Political chaos followed the death of Oliver Cromwell in September 1658. His successor as Lord Protector, his son Richard, was not able to manage the Parliament he summoned in January 1659 or the Army leaders on whose support he relied. He was forced to resign, and thereby to abolish the Protectorate and hand power to the remnants of the old Rump, in May 1659.
During the months after his resignation, the Army and the Rump competed with each other for authority in a bewildering succession of failed regimes as political order broke down.
People had had enough of military rule, and were calling either for the reinstatement of the Long Parliament or fresh elections for a new Parliament.

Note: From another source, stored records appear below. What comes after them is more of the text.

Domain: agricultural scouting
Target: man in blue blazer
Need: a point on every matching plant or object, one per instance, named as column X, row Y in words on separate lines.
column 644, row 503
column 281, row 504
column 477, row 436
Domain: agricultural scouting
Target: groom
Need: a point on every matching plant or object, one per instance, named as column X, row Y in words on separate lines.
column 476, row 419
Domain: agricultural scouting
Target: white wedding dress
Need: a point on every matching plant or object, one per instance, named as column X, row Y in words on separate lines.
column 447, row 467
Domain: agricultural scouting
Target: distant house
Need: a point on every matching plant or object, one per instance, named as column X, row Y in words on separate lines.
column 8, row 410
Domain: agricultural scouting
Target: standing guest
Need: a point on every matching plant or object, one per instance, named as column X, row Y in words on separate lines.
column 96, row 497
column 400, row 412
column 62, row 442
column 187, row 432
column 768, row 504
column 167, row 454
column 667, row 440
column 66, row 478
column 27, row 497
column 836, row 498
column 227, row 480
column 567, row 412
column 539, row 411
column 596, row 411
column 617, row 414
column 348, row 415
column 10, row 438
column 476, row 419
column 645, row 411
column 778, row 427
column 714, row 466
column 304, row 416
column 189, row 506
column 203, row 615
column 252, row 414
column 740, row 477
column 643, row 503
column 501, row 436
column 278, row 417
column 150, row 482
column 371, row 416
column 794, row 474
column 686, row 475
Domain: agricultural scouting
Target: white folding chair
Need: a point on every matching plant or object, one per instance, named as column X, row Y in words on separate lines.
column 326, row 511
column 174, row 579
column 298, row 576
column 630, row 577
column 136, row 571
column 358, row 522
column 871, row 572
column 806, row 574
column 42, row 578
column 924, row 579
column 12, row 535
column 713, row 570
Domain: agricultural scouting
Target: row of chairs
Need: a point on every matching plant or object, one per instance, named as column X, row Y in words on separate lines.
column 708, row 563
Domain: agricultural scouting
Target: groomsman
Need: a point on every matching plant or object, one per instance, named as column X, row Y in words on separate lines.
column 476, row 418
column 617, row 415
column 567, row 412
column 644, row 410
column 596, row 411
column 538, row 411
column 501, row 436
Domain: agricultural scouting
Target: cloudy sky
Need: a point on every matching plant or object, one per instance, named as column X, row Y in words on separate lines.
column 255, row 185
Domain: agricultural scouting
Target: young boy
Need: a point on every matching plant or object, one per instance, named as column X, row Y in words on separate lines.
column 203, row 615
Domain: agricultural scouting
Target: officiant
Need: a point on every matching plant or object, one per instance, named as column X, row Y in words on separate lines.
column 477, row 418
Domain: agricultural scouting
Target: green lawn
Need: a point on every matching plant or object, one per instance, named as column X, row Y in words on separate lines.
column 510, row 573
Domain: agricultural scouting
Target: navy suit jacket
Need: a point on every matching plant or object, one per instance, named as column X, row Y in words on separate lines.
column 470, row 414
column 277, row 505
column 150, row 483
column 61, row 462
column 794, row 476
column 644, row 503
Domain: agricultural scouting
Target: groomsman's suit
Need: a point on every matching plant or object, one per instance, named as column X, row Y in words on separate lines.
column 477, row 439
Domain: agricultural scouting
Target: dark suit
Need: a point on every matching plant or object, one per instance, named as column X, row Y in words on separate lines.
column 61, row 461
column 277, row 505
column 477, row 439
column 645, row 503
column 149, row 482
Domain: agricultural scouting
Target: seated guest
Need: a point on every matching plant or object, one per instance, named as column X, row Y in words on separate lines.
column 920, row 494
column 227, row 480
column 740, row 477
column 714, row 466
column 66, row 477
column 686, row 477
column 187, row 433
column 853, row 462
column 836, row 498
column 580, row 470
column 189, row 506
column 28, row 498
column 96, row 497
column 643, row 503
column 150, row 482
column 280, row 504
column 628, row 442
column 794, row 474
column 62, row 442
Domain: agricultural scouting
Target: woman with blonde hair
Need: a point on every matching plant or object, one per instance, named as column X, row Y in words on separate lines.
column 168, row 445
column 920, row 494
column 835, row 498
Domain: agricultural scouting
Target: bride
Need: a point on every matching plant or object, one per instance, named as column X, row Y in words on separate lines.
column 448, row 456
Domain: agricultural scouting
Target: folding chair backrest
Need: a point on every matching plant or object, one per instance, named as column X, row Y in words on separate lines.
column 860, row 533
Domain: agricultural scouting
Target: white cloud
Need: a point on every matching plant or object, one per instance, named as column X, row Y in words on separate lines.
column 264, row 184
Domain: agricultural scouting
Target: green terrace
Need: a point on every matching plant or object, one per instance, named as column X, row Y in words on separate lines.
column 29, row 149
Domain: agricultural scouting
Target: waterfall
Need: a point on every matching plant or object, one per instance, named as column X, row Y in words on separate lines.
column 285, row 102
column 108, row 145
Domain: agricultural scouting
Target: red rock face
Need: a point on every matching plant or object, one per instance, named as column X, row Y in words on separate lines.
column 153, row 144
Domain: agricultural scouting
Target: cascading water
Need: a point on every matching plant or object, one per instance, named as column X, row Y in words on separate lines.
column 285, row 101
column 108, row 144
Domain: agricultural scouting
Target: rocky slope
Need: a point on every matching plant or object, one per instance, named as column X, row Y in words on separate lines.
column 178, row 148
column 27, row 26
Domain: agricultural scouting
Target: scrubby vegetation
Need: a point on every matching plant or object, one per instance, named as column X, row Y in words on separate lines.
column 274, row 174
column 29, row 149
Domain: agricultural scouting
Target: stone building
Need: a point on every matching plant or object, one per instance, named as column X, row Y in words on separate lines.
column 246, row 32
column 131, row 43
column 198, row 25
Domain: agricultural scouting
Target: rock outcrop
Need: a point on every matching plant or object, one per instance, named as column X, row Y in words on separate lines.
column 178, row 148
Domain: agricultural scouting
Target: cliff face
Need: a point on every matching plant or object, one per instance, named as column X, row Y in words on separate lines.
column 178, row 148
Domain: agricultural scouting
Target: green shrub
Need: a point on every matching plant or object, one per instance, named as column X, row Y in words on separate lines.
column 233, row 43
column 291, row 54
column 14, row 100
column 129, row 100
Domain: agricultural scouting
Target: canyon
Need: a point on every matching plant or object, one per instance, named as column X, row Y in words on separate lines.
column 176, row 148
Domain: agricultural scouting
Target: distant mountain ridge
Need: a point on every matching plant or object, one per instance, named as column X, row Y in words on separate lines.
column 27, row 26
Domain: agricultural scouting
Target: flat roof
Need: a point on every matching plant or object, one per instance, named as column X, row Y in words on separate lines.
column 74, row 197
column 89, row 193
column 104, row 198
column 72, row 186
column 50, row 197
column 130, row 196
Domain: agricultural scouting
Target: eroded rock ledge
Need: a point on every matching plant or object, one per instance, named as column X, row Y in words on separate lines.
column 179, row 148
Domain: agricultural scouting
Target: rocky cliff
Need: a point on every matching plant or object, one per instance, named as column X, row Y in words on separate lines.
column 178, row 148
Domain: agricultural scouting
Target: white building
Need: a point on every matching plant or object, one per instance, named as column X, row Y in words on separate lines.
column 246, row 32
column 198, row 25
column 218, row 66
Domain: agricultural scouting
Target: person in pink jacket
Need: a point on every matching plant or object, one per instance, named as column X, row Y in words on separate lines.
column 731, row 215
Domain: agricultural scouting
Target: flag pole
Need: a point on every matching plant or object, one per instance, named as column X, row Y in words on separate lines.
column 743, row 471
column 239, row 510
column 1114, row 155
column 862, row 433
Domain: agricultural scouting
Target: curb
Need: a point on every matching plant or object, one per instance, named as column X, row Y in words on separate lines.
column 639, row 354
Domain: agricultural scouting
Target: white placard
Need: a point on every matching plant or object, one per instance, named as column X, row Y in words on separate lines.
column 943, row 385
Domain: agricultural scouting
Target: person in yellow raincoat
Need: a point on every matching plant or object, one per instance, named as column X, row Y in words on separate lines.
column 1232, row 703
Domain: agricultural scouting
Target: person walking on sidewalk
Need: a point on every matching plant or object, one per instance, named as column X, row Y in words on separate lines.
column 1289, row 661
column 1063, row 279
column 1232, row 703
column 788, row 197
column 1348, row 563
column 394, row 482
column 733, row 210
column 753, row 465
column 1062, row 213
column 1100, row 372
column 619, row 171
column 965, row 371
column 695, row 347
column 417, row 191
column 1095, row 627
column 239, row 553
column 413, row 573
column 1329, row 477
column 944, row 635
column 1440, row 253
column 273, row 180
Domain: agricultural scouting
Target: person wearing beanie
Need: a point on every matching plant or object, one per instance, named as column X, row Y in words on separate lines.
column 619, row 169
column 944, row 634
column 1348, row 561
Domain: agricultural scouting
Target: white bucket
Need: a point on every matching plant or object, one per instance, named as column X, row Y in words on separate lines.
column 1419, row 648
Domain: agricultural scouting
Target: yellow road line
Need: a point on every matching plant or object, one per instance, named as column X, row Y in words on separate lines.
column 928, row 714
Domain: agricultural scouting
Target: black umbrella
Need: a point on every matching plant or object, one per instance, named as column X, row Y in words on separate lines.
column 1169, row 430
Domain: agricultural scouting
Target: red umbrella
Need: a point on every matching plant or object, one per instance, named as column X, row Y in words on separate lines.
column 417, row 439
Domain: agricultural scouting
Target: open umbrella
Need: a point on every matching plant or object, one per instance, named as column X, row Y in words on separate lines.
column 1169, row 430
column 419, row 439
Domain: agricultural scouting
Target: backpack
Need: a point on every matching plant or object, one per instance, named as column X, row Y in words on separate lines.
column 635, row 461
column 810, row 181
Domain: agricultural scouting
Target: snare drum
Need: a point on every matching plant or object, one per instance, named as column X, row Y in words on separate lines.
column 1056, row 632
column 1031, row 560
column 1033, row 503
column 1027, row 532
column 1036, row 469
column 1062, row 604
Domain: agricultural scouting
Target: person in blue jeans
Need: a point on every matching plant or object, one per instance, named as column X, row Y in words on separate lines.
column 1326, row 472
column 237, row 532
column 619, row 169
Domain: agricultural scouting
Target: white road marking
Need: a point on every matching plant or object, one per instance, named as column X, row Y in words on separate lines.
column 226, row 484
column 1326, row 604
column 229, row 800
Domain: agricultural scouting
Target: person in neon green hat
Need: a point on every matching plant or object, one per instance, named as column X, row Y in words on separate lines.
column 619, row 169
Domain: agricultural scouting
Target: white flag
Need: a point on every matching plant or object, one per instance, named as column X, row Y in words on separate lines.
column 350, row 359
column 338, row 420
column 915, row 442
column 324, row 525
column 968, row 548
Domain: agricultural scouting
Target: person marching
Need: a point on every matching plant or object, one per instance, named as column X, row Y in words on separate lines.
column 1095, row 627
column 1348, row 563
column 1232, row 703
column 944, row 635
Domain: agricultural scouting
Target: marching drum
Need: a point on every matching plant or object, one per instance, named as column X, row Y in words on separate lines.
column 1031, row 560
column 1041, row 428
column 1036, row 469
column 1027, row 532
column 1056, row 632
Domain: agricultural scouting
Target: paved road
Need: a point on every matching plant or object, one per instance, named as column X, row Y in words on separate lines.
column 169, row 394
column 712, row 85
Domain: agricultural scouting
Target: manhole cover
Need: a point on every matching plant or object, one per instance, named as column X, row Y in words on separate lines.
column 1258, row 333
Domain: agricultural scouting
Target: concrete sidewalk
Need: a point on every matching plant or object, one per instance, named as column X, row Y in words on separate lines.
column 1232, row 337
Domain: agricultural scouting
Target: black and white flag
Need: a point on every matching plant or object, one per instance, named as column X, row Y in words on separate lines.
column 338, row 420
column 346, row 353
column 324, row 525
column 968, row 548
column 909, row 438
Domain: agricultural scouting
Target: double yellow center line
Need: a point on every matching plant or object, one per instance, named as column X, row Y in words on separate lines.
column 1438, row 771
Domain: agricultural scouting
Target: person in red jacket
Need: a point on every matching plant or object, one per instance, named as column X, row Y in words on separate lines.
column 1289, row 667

Both were achieved after the army general George Monck entered London with his troops in February 1660, and secured the readmission to the Rump of those Members secluded at Pride's Purge.
These largely conservative or moderate Members dissolved the Long Parliament on 16 March 1660 and called for new elections for an assembly to decide the fate of the nation.
The Restoration of the monarchy
After years of failed political experiments, most people turned with relief to the old ideas of what constituted a proper Parliament and government.
The assembly elected in March 1660 consisted of both a House of Commons and a House of Lords and was called the Convention, and not a Parliament. This was because it had not been summoned by the head of the parliamentary trinity, the hereditary monarch.
The assurances of Charles II, the late king's exiled heir, that he would submit any settlement to the decision of Parliament, convinced the political nation in May 1660 to invite Charles II to return to claim his father's throne.
Many people hoped, particularly in the early years of the Restoration, that government could function with the same structures and attitudes as it had done before 1641. However, memories ran deep and the Parliaments of Charles II and his brother James were soon to be as turbulent as those of their father.